17日に亡くなった東松浦郡玄海町の前町長、岸本英雄氏は3期12年にわたる町政で、原発推進の姿勢を貫いた。玄海原発を運営する九州電力への発言力は大きく、再稼働を後押しする一方、地域振興に協力を求めるなど存在感を示した。
東日本大震災と福島第一原発事故が起きたのは2期目の途中だった。原発立地自治体を取り巻く環境はがらりと変わり、全国の原発が止まっていった。
脱原発の世論が高まっても、岸本氏の原発への信頼は揺るがなかった。

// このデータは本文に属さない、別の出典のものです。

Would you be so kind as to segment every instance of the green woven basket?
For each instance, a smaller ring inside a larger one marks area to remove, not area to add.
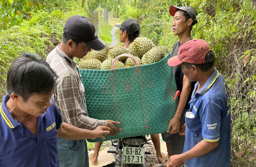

4カ月後には再稼働を容認、批判も浴びつつ「電気をつくることが国に貢献すること」と主張した。使用済み核燃料の中間貯蔵施設の誘致にも前向きだった。
影響力を背景に、九電には協力も要請した。「事故発生時の要員は町内に居住すること」との求めに応じて九電は町内に社員寮を新設、町は固定資産税や住民税などの税収増を得た。
町長引退後も原発に関わった。九電や中央とのパイプを生かし、玄海1、2号機の廃炉作業への参入を目指す解体工事会社の副社長に就任、影響力を保った。
現職のころ「原発がある町から原発もある町へ」と新産業振興を思い描いていた岸本氏。引退時、「とうとう具体的にならないまま」とこぼしていた。1、2号機が廃炉になった今も、町歳入の6割は原発関連が占めている。